HONOLULU (HawaiiNewsNow) - Watching the motorcade of Chinese President Hu Jintao pass proved to be more fun than annoying thanks to industrial strength aloha by members of the Honolulu Police Department and Hawaii National Guard.

"How many people are from out of town?" one officer hollered as crowds grew on both sides of a busy intersection, with many people grumbling at not being allowed to cross an empty thoroughfare. "Nobody wants to admit it?"

That led to some laughter, and soon people in the crowd were making jokes to each other. The police kept it up, too. "Just think," one said, using reverse psychology, "when the motorcade passes, you can make any gesture you want!"

A man who had seemed pretty upset until then said, "I would never do that," and he waved at the motorcade when it finally came through. He waved at the three helicopters overhead as well.

"Who's passing by?" a young lady on a bicycle asked.

"The president of China," an officer replied. "President Hu."

"That's what we're asking you," I said, unable to resist.

The scene was the intersection of Kapiolani Boulevard and Kalakaua Avenue, which was already an epicenter of traffic jams with townbound Kapiolani traffic forced to turn right on Kalakaua, while traffic on Kalakaua into Waikiki was reduced to a single lane. Police had been here in force since Monday; the Guard personnel were added Thursday morning.
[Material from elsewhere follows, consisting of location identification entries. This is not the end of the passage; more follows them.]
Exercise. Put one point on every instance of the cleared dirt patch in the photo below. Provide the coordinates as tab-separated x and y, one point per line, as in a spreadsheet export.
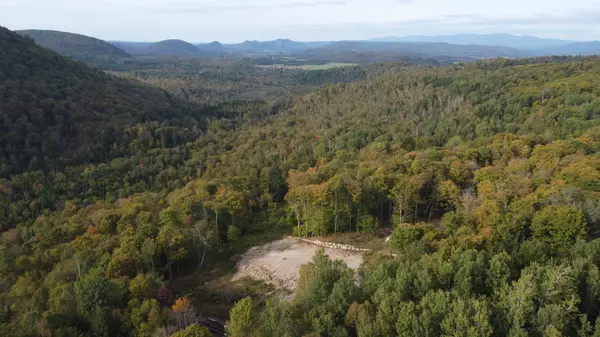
279	262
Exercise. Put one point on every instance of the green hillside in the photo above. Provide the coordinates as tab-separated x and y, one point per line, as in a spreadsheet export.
172	47
79	47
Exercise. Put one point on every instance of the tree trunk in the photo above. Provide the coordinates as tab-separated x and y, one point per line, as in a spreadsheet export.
416	211
336	213
203	255
298	218
305	220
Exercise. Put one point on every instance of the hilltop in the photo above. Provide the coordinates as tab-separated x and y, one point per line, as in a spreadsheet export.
172	47
58	112
79	47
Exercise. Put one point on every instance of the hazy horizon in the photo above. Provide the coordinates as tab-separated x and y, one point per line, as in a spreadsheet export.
316	20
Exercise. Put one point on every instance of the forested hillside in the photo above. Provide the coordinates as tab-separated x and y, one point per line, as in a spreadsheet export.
488	174
79	47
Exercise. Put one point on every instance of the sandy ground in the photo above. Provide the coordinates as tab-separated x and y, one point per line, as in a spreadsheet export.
279	262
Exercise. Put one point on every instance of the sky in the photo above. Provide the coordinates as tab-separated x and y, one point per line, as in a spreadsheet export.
303	20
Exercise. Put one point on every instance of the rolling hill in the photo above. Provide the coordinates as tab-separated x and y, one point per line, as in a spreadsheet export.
579	48
367	51
56	112
507	40
172	47
79	47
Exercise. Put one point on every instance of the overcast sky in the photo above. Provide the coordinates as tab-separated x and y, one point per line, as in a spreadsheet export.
304	20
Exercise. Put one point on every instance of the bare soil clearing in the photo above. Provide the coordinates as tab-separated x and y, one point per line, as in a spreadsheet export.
279	262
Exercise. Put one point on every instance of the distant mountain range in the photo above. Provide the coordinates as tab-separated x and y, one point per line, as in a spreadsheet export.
78	47
168	47
505	40
534	45
420	49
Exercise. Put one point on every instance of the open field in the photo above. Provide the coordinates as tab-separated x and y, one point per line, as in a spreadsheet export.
278	263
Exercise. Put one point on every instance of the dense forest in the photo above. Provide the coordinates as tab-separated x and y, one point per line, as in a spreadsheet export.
79	47
488	174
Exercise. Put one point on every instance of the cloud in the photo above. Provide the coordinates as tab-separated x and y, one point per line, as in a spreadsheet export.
198	8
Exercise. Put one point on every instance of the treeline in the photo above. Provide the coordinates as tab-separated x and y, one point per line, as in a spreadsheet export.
55	112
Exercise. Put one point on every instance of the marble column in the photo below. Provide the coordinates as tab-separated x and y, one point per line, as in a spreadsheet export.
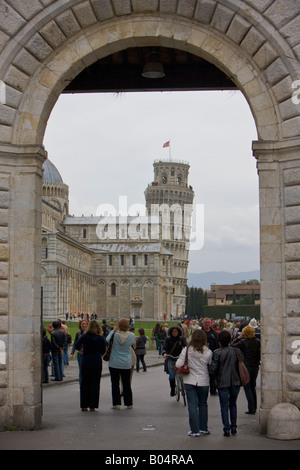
278	166
20	285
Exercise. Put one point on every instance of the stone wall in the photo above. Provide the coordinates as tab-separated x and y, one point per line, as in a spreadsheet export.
43	45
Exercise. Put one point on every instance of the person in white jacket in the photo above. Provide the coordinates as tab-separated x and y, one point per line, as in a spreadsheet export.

They worked the crowd, keeping people in a good mood, but I also noticed that they were looking carefully at the crowd, and scanning the street frequently, even the ones clowning around. Aloha and vigilance can work in concert, apparently.

Kalakaua was clear for many minutes before the motorcade arrived. The helicopters made several passes first. When the motorcade came, it was lengthy - dozens of vehicles, from police cars to tinted window limos and SUVs to civilian cars. There was an ambulance and even a Ryder rental van.

"The press corps is in there," the guy next to me said.

I watched many motorcades when I lived in Washington, D.C., but I wasn't sure which vehicle Hu was in. They do it that way on purpose, of course. The motorcade moved fast - at least, faster than I've ever driven on Kalakaua.

When it passed, the police yelled out, "Please be patient a little longer. We have to wait for the all-clear to let you cross."

That turned out to be several minutes. We cheered a little when we were allowed to cross.